The issue in the case is whether someone who is competent to stand trial is therefore competent to represent themselves. The Indiana Supreme Court said, "yes." Does anyone think that cert. was granted to affirm?
The decision of the Indiana Supreme Court from last May in Edwards v. State is here (written by Justice Boehm). The Court of Appeals decision (written by now-Chief Judge Baker), which the Indiana Supreme Court vacated is here. But this is a case in which the ISC granted transfer to make the holding its own. It did not disagree with Judge Baker.

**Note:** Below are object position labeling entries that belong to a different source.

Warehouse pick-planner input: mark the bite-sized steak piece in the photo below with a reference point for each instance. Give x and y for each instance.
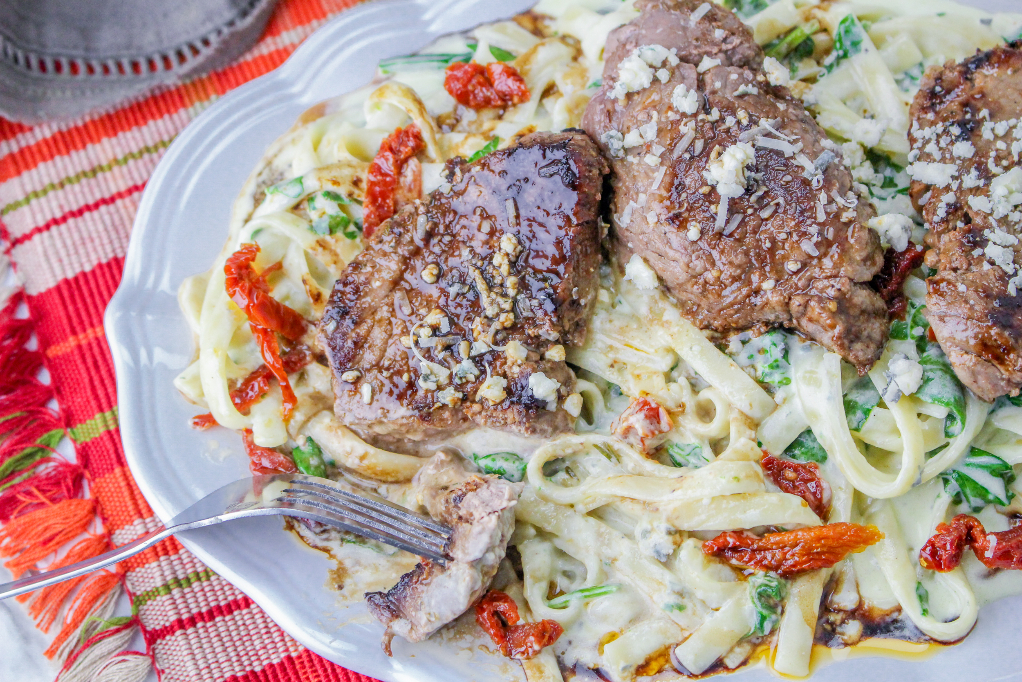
(966, 138)
(454, 314)
(789, 245)
(480, 511)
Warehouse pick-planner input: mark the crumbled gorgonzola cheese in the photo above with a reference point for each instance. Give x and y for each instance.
(727, 172)
(776, 72)
(939, 175)
(640, 273)
(685, 100)
(893, 228)
(543, 387)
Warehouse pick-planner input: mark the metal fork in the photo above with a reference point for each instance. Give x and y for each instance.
(284, 494)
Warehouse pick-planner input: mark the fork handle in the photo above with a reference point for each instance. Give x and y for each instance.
(82, 567)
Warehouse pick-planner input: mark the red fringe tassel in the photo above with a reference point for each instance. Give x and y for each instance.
(41, 504)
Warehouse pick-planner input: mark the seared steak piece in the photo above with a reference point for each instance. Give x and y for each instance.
(457, 311)
(480, 510)
(966, 138)
(729, 189)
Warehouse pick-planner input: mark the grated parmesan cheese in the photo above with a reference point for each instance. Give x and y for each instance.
(1006, 192)
(640, 273)
(614, 142)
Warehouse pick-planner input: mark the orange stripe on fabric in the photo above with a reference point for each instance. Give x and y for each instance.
(74, 342)
(122, 501)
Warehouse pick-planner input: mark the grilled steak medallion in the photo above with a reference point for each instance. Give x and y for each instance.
(457, 311)
(728, 188)
(967, 137)
(480, 510)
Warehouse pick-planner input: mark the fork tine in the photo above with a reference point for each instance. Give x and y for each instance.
(367, 514)
(372, 506)
(328, 514)
(376, 503)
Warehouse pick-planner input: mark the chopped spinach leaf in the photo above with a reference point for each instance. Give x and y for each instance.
(860, 401)
(309, 458)
(941, 387)
(489, 147)
(979, 480)
(806, 448)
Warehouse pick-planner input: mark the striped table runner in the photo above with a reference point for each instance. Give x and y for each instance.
(67, 198)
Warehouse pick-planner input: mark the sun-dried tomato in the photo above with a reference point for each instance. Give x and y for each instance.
(202, 421)
(478, 87)
(257, 384)
(267, 316)
(888, 282)
(527, 639)
(508, 83)
(383, 173)
(643, 420)
(799, 479)
(251, 293)
(497, 614)
(943, 551)
(793, 552)
(266, 460)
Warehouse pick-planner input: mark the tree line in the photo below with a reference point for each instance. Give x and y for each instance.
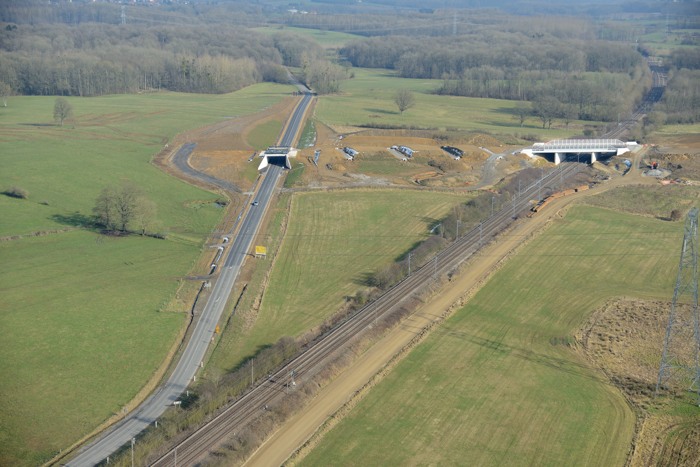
(92, 59)
(681, 99)
(568, 79)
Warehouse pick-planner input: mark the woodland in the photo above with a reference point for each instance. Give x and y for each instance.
(584, 67)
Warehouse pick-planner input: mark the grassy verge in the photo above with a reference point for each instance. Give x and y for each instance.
(81, 327)
(498, 382)
(265, 134)
(332, 243)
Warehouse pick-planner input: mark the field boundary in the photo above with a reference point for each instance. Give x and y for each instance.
(357, 396)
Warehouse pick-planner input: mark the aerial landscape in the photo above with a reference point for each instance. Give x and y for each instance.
(324, 232)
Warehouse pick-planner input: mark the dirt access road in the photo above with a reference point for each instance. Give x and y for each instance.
(368, 369)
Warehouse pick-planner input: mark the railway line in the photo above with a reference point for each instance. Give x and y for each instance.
(249, 406)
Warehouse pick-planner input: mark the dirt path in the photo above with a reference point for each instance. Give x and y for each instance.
(295, 432)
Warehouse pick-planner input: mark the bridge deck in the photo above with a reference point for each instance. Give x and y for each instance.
(579, 145)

In the category of "Be Careful What You Wish For," Justice Boehm wrote in Edwards:
The State responds that more recent authority casts doubt on the continued vitality of the authorities on which Edwards relies. We agree that this contention has some force, but we conclude that we are bound by United States Supreme Court precedent and that the State must address its contention to that Court.Guess the Indiana AG's Appeals Division took him up on the dare.
The Indiana Supreme Court's assertion that is bound by SCOTUS precedent should be taken with a grain of salt. On at least two occasions, it has explicitly said that is not bound by Jackson v. Virginia. A federal district court has said that those decisions are "unfortunate." Well, yes.
I'll have to look into whether this is a first: a SCOTUS cert. grant in a criminal case on a petition by the State.